Data Profiling With SAP Business Objects Data Services
Data profiling started off as a technology and methodology for IT use. But data profiling is emerging as an important tool for business users to gain full value from data assets. When given the right tools and practices for data profiling, business users should quickly identify inconsistencies and problems for data, before it is used for reporting and intelligence purposes.
Data profiling is an important preliminary step to data modeling. It’s also used in data quality improvement programs and master data management initiatives to help “ensure the consistency of key non-transactional reference data” used across the enterprise
In the long run, data profiling can be used both tactically and strategically.
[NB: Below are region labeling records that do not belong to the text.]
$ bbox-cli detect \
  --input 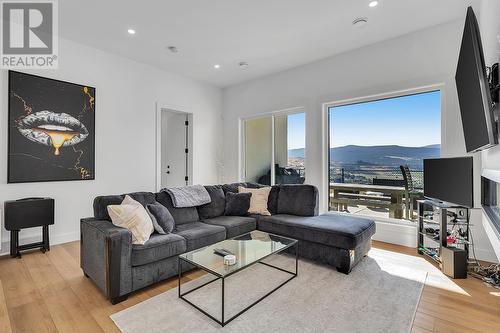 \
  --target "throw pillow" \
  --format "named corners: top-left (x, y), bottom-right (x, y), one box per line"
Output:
top-left (224, 192), bottom-right (252, 216)
top-left (146, 202), bottom-right (175, 234)
top-left (197, 185), bottom-right (226, 220)
top-left (108, 195), bottom-right (154, 244)
top-left (238, 186), bottom-right (271, 215)
top-left (146, 206), bottom-right (167, 235)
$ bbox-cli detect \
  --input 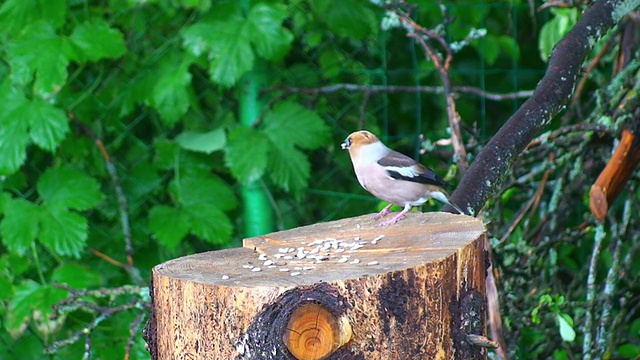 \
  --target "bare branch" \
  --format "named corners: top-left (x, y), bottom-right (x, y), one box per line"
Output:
top-left (446, 0), bottom-right (640, 214)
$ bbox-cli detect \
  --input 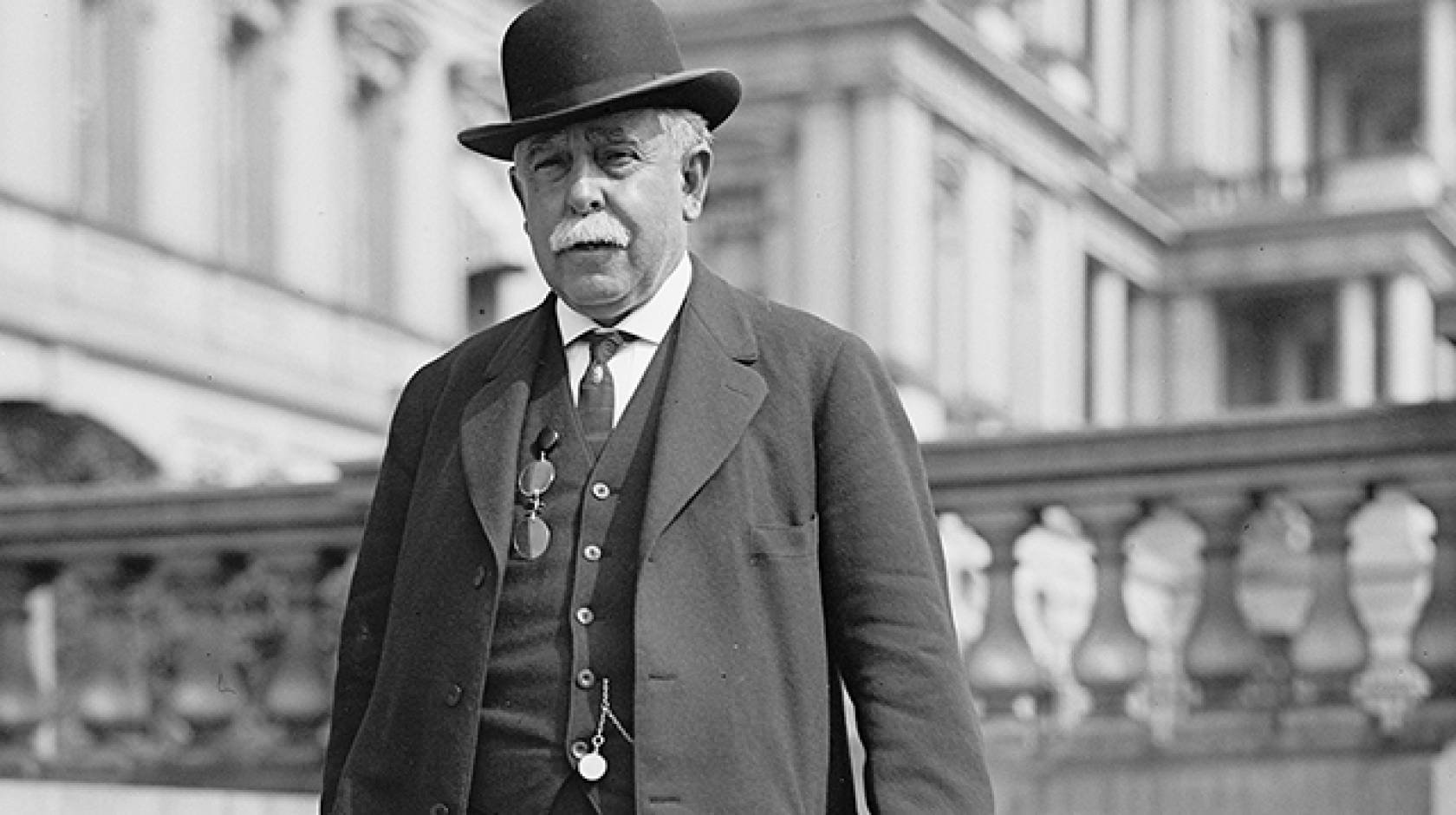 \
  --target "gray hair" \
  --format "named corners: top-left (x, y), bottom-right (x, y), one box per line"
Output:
top-left (653, 108), bottom-right (713, 156)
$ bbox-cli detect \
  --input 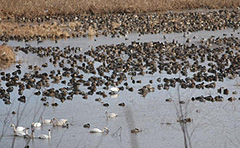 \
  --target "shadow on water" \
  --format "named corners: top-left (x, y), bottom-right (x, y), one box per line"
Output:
top-left (124, 107), bottom-right (139, 148)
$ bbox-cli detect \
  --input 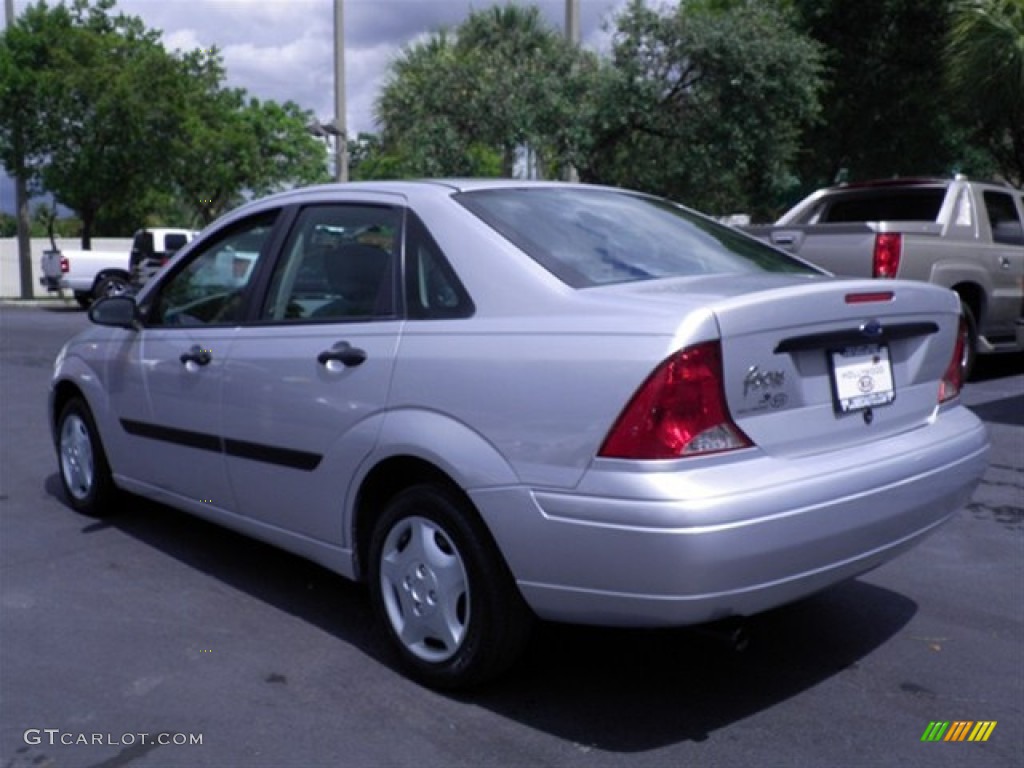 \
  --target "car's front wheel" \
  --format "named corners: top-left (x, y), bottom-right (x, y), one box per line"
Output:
top-left (57, 397), bottom-right (117, 517)
top-left (369, 485), bottom-right (532, 688)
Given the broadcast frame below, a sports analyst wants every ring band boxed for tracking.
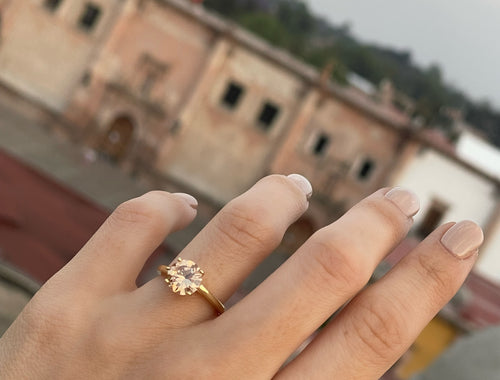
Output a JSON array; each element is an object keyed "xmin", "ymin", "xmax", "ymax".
[{"xmin": 158, "ymin": 257, "xmax": 226, "ymax": 315}]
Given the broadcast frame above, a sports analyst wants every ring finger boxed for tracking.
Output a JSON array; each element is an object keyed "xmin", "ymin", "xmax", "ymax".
[{"xmin": 137, "ymin": 174, "xmax": 312, "ymax": 325}]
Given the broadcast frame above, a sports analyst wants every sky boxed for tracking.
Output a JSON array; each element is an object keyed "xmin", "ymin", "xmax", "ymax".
[{"xmin": 306, "ymin": 0, "xmax": 500, "ymax": 109}]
Tactically, it can serve as an integral part of data improvement programs. Strategically, it can help managers determine the appropriateness of different data source systems under consideration for deployment in a particular project.
Data Profiling is implemented over BODS Designer.
Prior actions to be performed before profiling over data.
Step1: Create a Profiler Repository using Repository Manager.
Step2: Assign the Profile Repository to a Job Server using Server Manager.
Step3: Configure the Profiler Repository in BODS Designer.
Step4: Configure the Profiler Repository in BODS Management Console.
Profiler repository stores following information:
1 – Profiler tasks, that are created when a profiling request is submitted from Designer, from the Management Console you can monitor the progress and execution of these task
2 – Profiling result (data), when you profile columns of tables, the summary and detail information will be stored in profiler repo, along with the sample data for each profiling attribute (this from where the profiler results are displayed in Designer).
There are 2 types of Data Profiling:
1. Normal & Detail Profiling.
2. Relationship Data Profiling.
1. Normal& Detail Profiling using BODS:
This will let you understand what are the unique values present in the column, min / max values, how many null values / blanks, their percentage, max /min / avg string length etc.
Login to BODS Designer ->
1) Select any table or file formats from Object Library for Profiling, Right click & you find the below tab.
2) Here we have an Option “Submit Column Profile Request”, select the option.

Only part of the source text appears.